Racial Silences and Twentieth-Century Transitions: Mexico, Brazil, Bolivia, the Caribbean, and the International Remaking of Race

AHA Session 46
Conference on Latin American History 13
Friday, January 7, 2011: 9:30 AM-11:30 AM
Clarendon Room (Marriott Boston Copley Place)
Brodwyn Fischer, Northwestern University
The Audience

Session Abstract

The claim that ancestry or biology dictated collective destiny was a mainstay of public debate in the Americas as elsewhere at the start of the twentieth century.
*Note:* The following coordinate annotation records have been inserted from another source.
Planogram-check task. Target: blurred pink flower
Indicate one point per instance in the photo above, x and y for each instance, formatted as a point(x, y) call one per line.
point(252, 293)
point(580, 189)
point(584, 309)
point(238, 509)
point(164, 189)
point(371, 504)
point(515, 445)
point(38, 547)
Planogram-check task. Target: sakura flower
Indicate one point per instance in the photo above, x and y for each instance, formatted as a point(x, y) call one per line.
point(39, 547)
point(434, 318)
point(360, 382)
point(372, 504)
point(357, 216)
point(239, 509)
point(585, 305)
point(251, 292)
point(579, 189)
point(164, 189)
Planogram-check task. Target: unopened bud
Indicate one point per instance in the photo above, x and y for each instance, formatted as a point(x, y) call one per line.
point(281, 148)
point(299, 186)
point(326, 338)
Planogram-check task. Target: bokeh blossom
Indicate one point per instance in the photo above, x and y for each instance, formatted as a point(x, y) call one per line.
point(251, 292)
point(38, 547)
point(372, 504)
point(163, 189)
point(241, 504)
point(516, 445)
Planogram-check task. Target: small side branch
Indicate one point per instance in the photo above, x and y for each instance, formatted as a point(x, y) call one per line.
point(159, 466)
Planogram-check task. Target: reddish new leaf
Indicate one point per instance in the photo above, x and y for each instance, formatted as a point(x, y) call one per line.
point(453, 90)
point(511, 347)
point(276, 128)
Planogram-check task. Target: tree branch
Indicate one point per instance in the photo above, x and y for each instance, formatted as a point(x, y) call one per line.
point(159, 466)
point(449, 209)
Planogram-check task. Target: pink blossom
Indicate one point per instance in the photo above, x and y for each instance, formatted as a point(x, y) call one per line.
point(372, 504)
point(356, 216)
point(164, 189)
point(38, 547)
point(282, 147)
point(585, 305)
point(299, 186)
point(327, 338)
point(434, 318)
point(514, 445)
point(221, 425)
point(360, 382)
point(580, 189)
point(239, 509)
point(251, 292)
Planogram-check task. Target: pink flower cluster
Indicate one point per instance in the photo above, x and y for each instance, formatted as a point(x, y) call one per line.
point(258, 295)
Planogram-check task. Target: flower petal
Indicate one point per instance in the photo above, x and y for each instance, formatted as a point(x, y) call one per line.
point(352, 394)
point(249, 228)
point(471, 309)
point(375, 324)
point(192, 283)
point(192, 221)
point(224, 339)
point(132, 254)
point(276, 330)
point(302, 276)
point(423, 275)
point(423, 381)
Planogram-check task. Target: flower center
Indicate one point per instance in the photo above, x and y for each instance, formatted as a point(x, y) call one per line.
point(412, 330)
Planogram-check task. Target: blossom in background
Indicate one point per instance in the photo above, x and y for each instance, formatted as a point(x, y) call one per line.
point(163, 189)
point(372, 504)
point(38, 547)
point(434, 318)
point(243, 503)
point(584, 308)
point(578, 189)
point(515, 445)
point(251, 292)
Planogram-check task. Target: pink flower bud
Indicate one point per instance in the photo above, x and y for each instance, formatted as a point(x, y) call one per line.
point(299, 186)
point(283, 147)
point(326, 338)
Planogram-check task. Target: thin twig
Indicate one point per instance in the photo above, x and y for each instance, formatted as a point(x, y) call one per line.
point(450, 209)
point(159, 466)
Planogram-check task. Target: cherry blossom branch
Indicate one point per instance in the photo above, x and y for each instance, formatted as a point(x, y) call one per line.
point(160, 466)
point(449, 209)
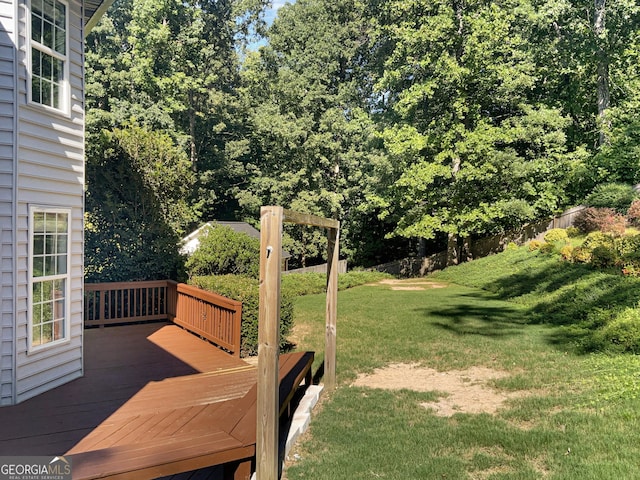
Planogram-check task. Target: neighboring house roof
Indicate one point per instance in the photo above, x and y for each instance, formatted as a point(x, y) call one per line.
point(93, 10)
point(192, 241)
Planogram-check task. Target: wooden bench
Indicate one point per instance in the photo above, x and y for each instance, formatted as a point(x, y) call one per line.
point(187, 437)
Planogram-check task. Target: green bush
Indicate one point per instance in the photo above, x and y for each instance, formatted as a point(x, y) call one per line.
point(598, 239)
point(556, 235)
point(223, 251)
point(622, 333)
point(617, 196)
point(247, 291)
point(534, 245)
point(581, 255)
point(573, 232)
point(298, 284)
point(547, 247)
point(603, 257)
point(567, 252)
point(600, 219)
point(633, 214)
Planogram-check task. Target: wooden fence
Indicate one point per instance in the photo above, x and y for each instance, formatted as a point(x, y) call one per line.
point(211, 316)
point(342, 268)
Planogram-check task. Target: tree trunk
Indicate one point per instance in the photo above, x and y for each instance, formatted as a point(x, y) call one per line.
point(603, 69)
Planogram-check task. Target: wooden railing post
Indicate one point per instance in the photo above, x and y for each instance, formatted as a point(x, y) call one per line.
point(267, 433)
point(332, 309)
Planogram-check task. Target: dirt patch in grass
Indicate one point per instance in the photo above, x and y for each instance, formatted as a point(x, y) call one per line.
point(464, 391)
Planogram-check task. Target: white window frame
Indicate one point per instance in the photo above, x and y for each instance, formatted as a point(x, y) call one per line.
point(64, 96)
point(65, 321)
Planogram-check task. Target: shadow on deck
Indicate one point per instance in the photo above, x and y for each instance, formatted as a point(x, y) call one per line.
point(155, 400)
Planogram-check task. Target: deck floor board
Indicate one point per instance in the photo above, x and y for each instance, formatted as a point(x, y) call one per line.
point(120, 363)
point(155, 400)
By mid-century, however, public affirmation of racial determinism was rare.  This panel explores how and why this happened, posing the following questions: Did racialized concepts and perceptions also shift, transform, or even disappear in this era?  Did presumptions about the boundaries and implications of group belonging change as fast as norms for polite (or politic) debate?  Was racial silence always the product of racial silencing—aimed at masking the persistence of hierarchy or exclusions?  Or was it sometimes part of an anti-racist strategy—aimed at undermining barriers, that is, rather than shielding them? This panel examines case studies ranging from the consolidation of Mexican indigenismo to urban housing polices in Brazil to anti-semitism in Bolivia to debates over who and how to rule a post-colonial Caribbean, to suggest that race in the 1940s, 50s, and 60s echoed loudly even when silent.